Hebrews 10 begins by reminding us how good we have it under the law of Christ. In the first several verses, the author talks about how much better Jesus’ sacrifice is than the bulls and goats offered up under the law of Moses. He talks about the abolition of the first covenant in the creation of the second – one that can wipe away sin, one that makes us a nation of priests, that resides in our hearts and minds, that grants us the confidence to approach the throne of God with a high priest who knows all the challenges we face.
It’s a chapter full of big ideas that tell us all we have to be thankful for in the sacrifice of Christ. It’s a chapter that contrasts the shadows of God’s kingdom with the reality of His true spiritual kingdom established under Christ. It contrasts the rolling forward of sin with the eternal forgiveness and abolition of sin. The author tells us of how the Old Testament law pointed toward Christ and how Jesus brought us something that both fulfilled and replaced the ancient system of sacrifices.
A Better Sacrifice and Priesthood
In this, the author quotes Psalms 40:6-8:
Sacrifice and offering you have not desired, but you have given me an open ear. Burnt offering and sin offering you have not required.
Then I said, Behold, I have come; in the scroll of the book it is written of me: I desire to do your will, O my God; your law is within my heart.
He then explains the insufficiency of those sacrifices. They could not take away sins with imperfect sacrifices administered by imperfect priests. In contrast, Jesus stands as our perfect priest and our perfect sacrifice, bringing true forgiveness. When we accept that law, we then accept His law into our hearts, submitting to Him obediently, abandoning the lawless deeds God has promised to forgive.
Because of that forgiveness, because of that better sacrifice and priest, we can have confidence to approach God. Previously, no one could approach the Holy Place, except for the High Priest once a year. Our new high priest, one who has been through all the trials and challenges we face, grants us direct access to the Father in a way those living under the Levitical priesthood could not. Because of this, the author encourages us draw near to our High Priest, holding fast to our faithful confession, encouraging one another to live worthy of that calling.
Helping Each Other to Heaven
Sometimes, however, we forget what we have. We take those blessings for granted, and the Hebrew author warns against neglecting each other’s spiritual needs. He warns that we should continually encourage one another and to avoid falling back into the traps of sin. We need to be stirring up one another. We need each other’s help in drawing nearer to God, and this is one of the reasons we meet together, whether in the assembly or in social settings.
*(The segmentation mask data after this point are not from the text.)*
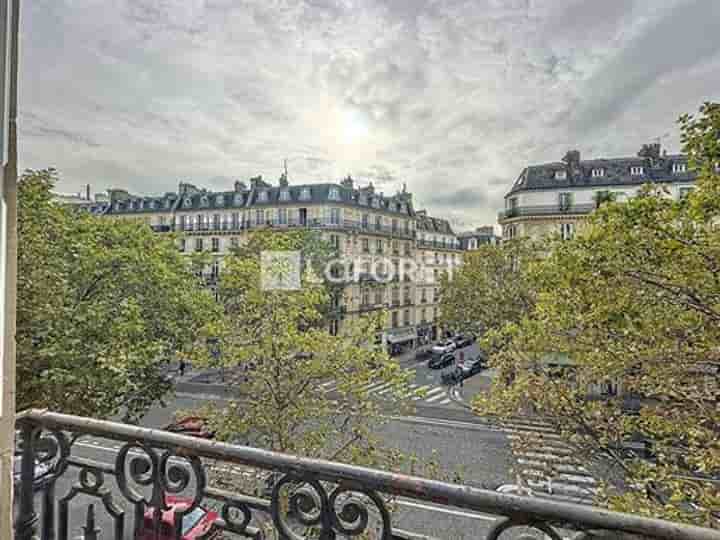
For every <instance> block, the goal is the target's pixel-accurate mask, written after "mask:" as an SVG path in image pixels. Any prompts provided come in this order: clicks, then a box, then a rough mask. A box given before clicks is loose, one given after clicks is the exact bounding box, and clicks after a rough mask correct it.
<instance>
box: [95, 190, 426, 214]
mask: <svg viewBox="0 0 720 540" xmlns="http://www.w3.org/2000/svg"><path fill="white" fill-rule="evenodd" d="M335 195H336V197H335ZM168 200H170V201H171V205H170V206H169V207H167V206H165V204H166V201H168ZM373 200H374V201H376V203H375V204H373V202H372V201H373ZM321 203H323V204H333V203H334V204H343V205H351V206H358V207H365V208H368V209H372V210H381V211H385V212H389V213H397V214H399V215H405V216H413V215H414V210H413V207H412V201H411V198H410V197H409V196H407V195H406V194H399V195H393V196H389V197H386V196H384V195H383V194H380V193H375V192H374V190H373V189H372V188H370V189H368V188H367V187H363V188H359V189H358V188H353V187H349V186H347V185H342V184H334V183H326V184H302V185H290V186H269V185H268V184H265V183H263V184H262V185H256V186H252V187H251V188H249V189H247V188H246V189H244V190H240V191H206V190H197V189H195V188H193V189H191V190H188V191H187V192H185V193H182V194H177V193H174V194H169V193H167V194H165V195H164V196H161V197H143V196H132V195H129V196H128V197H127V198H123V199H118V200H114V201H113V203H112V206H111V207H110V208H109V209H108V213H112V214H117V213H133V214H136V213H145V212H158V211H162V210H167V211H170V210H176V211H179V212H182V211H193V210H220V209H228V208H251V207H264V206H281V205H284V204H294V205H297V204H321Z"/></svg>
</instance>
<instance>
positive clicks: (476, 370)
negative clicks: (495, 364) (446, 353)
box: [460, 356, 485, 379]
mask: <svg viewBox="0 0 720 540" xmlns="http://www.w3.org/2000/svg"><path fill="white" fill-rule="evenodd" d="M460 369H461V370H462V373H463V378H464V379H467V378H468V377H472V376H473V375H476V374H478V373H480V372H481V371H482V370H483V369H485V362H484V360H483V359H482V358H481V357H480V356H478V357H477V358H473V359H472V360H466V361H465V362H464V363H463V365H462V366H460Z"/></svg>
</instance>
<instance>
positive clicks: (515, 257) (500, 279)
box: [440, 239, 541, 345]
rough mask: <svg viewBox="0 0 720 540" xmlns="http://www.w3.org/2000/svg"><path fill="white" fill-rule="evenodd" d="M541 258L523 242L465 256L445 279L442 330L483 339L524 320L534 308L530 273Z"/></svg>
mask: <svg viewBox="0 0 720 540" xmlns="http://www.w3.org/2000/svg"><path fill="white" fill-rule="evenodd" d="M539 253H541V250H540V249H539V246H538V245H537V244H535V243H531V242H529V241H527V240H523V239H518V240H513V241H510V242H505V243H503V244H500V245H483V246H481V247H480V249H478V250H477V251H472V252H469V253H466V254H465V255H464V257H463V264H462V266H460V267H459V268H457V269H455V270H454V271H453V272H452V274H448V273H446V274H444V275H443V276H442V277H441V289H440V291H441V296H440V297H441V300H440V312H441V316H440V321H441V325H442V327H443V328H449V329H452V330H454V331H457V332H461V333H465V334H471V335H474V336H484V335H486V334H487V333H488V332H490V331H493V330H499V329H501V328H503V327H504V326H505V325H507V324H510V323H516V322H518V321H520V320H521V319H522V318H523V317H524V316H525V315H526V314H527V313H528V312H529V311H530V310H531V309H532V308H533V306H534V303H535V290H534V284H533V283H532V281H531V280H530V279H529V277H528V273H527V269H528V267H529V266H531V265H532V264H533V262H534V261H535V260H537V259H538V257H539ZM496 345H499V344H496Z"/></svg>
When we neglect our worship services, we neglect the needs of our brothers and sisters in Christ. Instead of approaching worship and Bible study with the attitude of, “What can I get out of it,” we should be attending for each other’s sake. The same is true if we are avoiding each other outside the assembly. We need to take every opportunity to build each other up, and verses 22-24 bring faith, hope, and love into the equation. We have hearts full of faith, hold fast to hope, and stir up love. But we need to be working together to accomplish these things.
The Dangers of Neglect
When we fall into the traps of sin, we fall into danger of losing our souls, but we can help each other avoid the pitfalls of sin. When we neglect spending time together, when we neglect assembling together, we are showing a lack of concern for the souls of our fellow Christians. When you are present to lift me up spiritually, we are both less likely to fall into patterns of neglect. Hebrews 10 gives us a picture of how much better Christ’s law is than that of Moses, and we should live gratefully for that new covenant. Let’s avoid neglecting these blessings and neglecting each other, and let’s instead push each other toward Heaven and rededicate ourselves to His service each day.